# I. Introduction to Python > 18. Modules (Part 1)


**[<< Previous lesson](./17_Buil-in-Functions-Part-2-and-Lambda.ipynb)   |   [Next lesson >>](./19_Modules-Part-2.ipynb)**

<hr>
&nbsp;

<h1>Table of Contents<span class="tocSkip"></span></h1>
<div class="toc"><ul class="toc-item"><li><span><a href="#Introduction" data-toc-modified-id="Introduction-1"><span class="toc-item-num">1&nbsp;&nbsp;</span>Introduction</a></span></li><li><span><a href="#Importing-a-module" data-toc-modified-id="Importing-a-module-2"><span class="toc-item-num">2&nbsp;&nbsp;</span>Importing a module</a></span></li><li><span><a href="#The-collection-module" data-toc-modified-id="The-collection-module-3"><span class="toc-item-num">3&nbsp;&nbsp;</span>The <code>collection</code> module</a></span><ul class="toc-item"><li><span><a href="#Counter" data-toc-modified-id="Counter-3.1"><span class="toc-item-num">3.1&nbsp;&nbsp;</span><code>Counter</code></a></span></li><li><span><a href="#defaultdict" data-toc-modified-id="defaultdict-3.2"><span class="toc-item-num">3.2&nbsp;&nbsp;</span><code>defaultdict</code></a></span></li></ul></li><li><span><a href="#The-timeit-module" data-toc-modified-id="The-timeit-module-4"><span class="toc-item-num">4&nbsp;&nbsp;</span>The <code>timeit</code> module</a></span></li><li><span><a href="#Comparing-map(),-lambda-functions-and-list-comprehension-with-timeit()" data-toc-modified-id="Comparing-map(),-lambda-functions-and-list-comprehension-with-timeit()-5"><span class="toc-item-num">5&nbsp;&nbsp;</span>Comparing <code>map()</code>, <code>lambda</code> functions and list comprehension with <code>timeit()</code></a></span></li><li><span><a href="#Credits" data-toc-modified-id="Credits-6"><span class="toc-item-num">6&nbsp;&nbsp;</span>Credits</a></span></li></ul></div>

<hr>
&nbsp;

## Introduction

Programs would be really hard to understand if everything was in a single file. This is why we use **modules**. Modular programming refers to the process of breaking a large programming task into separate, smaller, more manageable subtasks or modules.
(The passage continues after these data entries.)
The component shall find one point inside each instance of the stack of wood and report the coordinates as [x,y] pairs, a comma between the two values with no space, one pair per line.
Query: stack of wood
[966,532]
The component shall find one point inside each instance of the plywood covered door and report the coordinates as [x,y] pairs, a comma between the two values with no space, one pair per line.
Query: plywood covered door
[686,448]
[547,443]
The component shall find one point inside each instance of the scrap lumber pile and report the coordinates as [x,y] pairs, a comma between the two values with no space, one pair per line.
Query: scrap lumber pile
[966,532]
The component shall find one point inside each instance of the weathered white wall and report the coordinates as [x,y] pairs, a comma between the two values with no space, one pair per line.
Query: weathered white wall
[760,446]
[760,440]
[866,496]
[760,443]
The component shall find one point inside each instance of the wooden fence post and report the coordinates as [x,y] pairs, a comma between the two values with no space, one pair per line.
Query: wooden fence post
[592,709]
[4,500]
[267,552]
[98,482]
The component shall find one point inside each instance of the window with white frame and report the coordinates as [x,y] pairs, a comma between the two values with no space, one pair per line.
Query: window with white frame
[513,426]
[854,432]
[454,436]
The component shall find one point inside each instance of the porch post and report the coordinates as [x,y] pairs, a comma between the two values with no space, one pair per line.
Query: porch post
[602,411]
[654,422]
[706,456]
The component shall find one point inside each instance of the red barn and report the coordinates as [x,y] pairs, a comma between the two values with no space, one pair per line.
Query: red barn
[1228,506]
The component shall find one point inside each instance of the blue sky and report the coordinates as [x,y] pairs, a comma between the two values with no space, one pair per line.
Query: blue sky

This process makes the code:
- simpler since the focus in on a small portion of the problem
- easier to maintain
- reusable
- avoid name collisions (see [Scope](./13_Global-Local-and-Nonlocal.ipynb#4))

Technically, a module is a file that contains a collections of **functions** and **global variables**. We organise the modules into **package** (a directory). And we regroup related modules and package into a **library**.

![Module](./attachments/module.png)

<hr>
&nbsp;

## Importing a module

In [1]:
# we use the keyword import to import a module
import random

In [2]:
# now we can call the functions randint() from random
# randint() returns a random integer in [a, b] (both included)
random.randint(0, 100)

64

You can rerun the cell, and you will get a different number each time.

In [3]:
# you need to specify where the function comes from when using it
randint(0, 100)

NameError: name 'randint' is not defined

In [4]:
# Unless you import the function only
from random import randint

In [5]:
# in this case, we write the function without the name of the module
randint(0, 100)

32

In [6]:
# we can also import the function under a different name
from random import randint as pick_random

In [7]:
pick_random(0, 10)

6

&nbsp;

**NOTE:** You might see the use of **`*`** like this:

    from module import *
    
**DON'T do it**. It imports everything from the module, but this is a bad practice. You might have name collisions and conflicts. Instead, be as specific as possible.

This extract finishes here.